Have you checked out http://www.schizophrenia.com/? It has a bunch of good resources, including support groups. If your last therapist sucked, find one who works for you. I have major depressive disorder and panic disorder, but I had to "try out" several therapists before I found someone who really clicked with me. In the meantime, consider a support group so that you can talk about your experiences with others. Or, you could at least join their bulletin board so that you could share your story anonymously. Just DON'T GIVE UP! There are SO many resources and people out there who want to help you, but it just might take a while to find the right combination that works for you. And keep writing the blog - it's a good outlet!

Shiv said...

the best treatement is to go on the offensive, gary. if there is something your illness is not letting you do, DO IT.

really, JUST DO IT.

Evydense said...

Holy crap! I just read my autobiography! I had never seen it put into those words, but it's entirely consistent with what I've been writing in my little theory (the one that I've lost you on {smile!})

Basically, it all comes to down to this, doesn't it: There are two sides to all of us. We define ourselves (whether it's by free will or by determinism is open for debate, I suppose....I know where I stand on that debate, I stand for 'both'....one of your friends says 'go Christian' another says 'just do it (and be offensive about it...oh no, sorry... GO on the offensive {grin})', another says 'find the right kind of help').

It's the combination of all the balances and imbalances that makes each of us unique...it's like picking from a smorgasbord at a buffet, we all pick different quantities and different foods...some of them we like, some we leave on the plate, sometimes we're 'forced' to eat them (i.e. physical characteristics) sometimes we choose (i.e. religions, philosophies, etc.). Sometimes we choose not to even put them on the plate in the first place.

In the end, though, it's the balance of opposites that makes the differences in each of us. You will only change the ones you choose to change AND consider to be changeable.

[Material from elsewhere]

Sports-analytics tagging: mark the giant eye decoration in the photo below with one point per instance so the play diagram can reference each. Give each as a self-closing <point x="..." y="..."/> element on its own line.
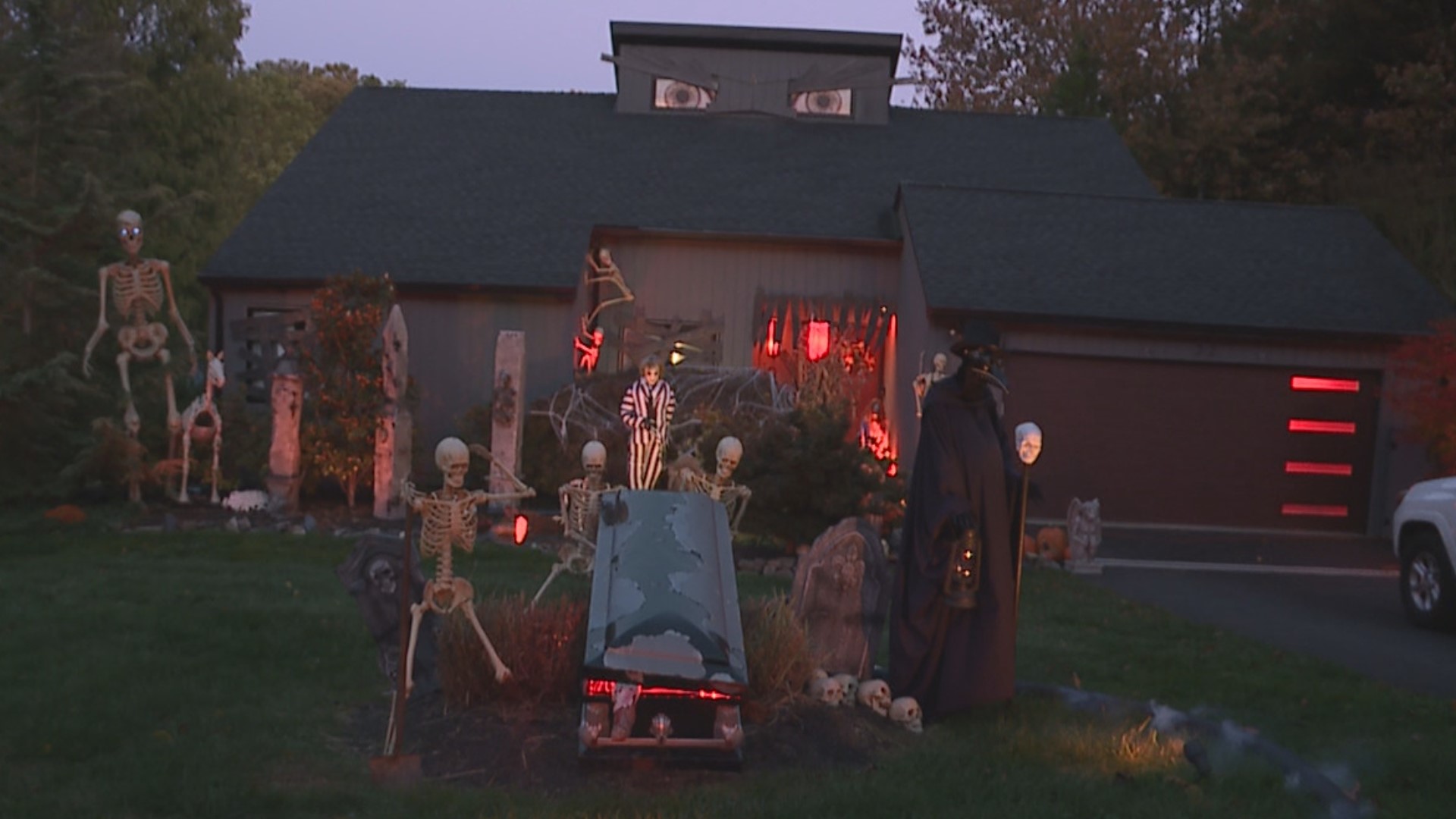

The process of 'changing' some call growth, some call it regression, some call it maturing, some call it 'just trying it on for size, fun and profit'.

Interesting that you drew so much comment on this one, when it's one of the few that you haven't included your own thoughts about! I'd love to hear what you have to say about it!

Evydense said...

Oh yeah:

I also meant to comment on your first commenter. It's not an illness in the sense that you're 'sick'...that's a judgement; it's an illness (if you're comfortable wearing that word) in the sense that you're different. But I agree with her/his (daisy/duke?) diagnosis....'see yourself well', but only insofar as it's an option. Look at the smorg, but if you like what you've got already, well....'well' is a judgement too.

Oh yeah. One other piece of advice. Don't take advice from anybody unless you want to.

Evydense said...

Hi:

Me again! Check out the dates on all the comments. Is that mind-bending, or what? Time travel is possible!

R.

Nova said...

This just described a lot of people that I know.

kevin said...

Gary,

I couldn't disagree with these people more. Eschew the vastness; Embrace the box. Don't just think inside the box. Eat, drink, live and shit inside it. There is peace and serenity in the box. There are no wire hangers in the box. In the words of our Lord and Savior, "Blessed are the box dwellers for they take solace in thine own sloth."

sevensoft said...

hmmm, i see myself and my friends with those tendencies, so not to shabby

Anonymous said...

One evening an old Cherokee told his grandson about a battle that goes on inside people.
He said, "My son, the battle is between two "wolves" inside us all.
One wolf is Evil. It is anger, envy, jealousy, sorrow, regret, greed, arrogance, self-pity, guilt, resentment, inferiority, lies, false pride, superiority,and ego. The other wolf is Good. It is joy, peace, love, hope, serenity, humility, kindness, benevolence, empathy, generosity, truth, compassion and faith.
The grandson thought about it for a minute and then asked his grandfather: "Which wolf wins?"
The old Cherokee simply replied, "The one you feed."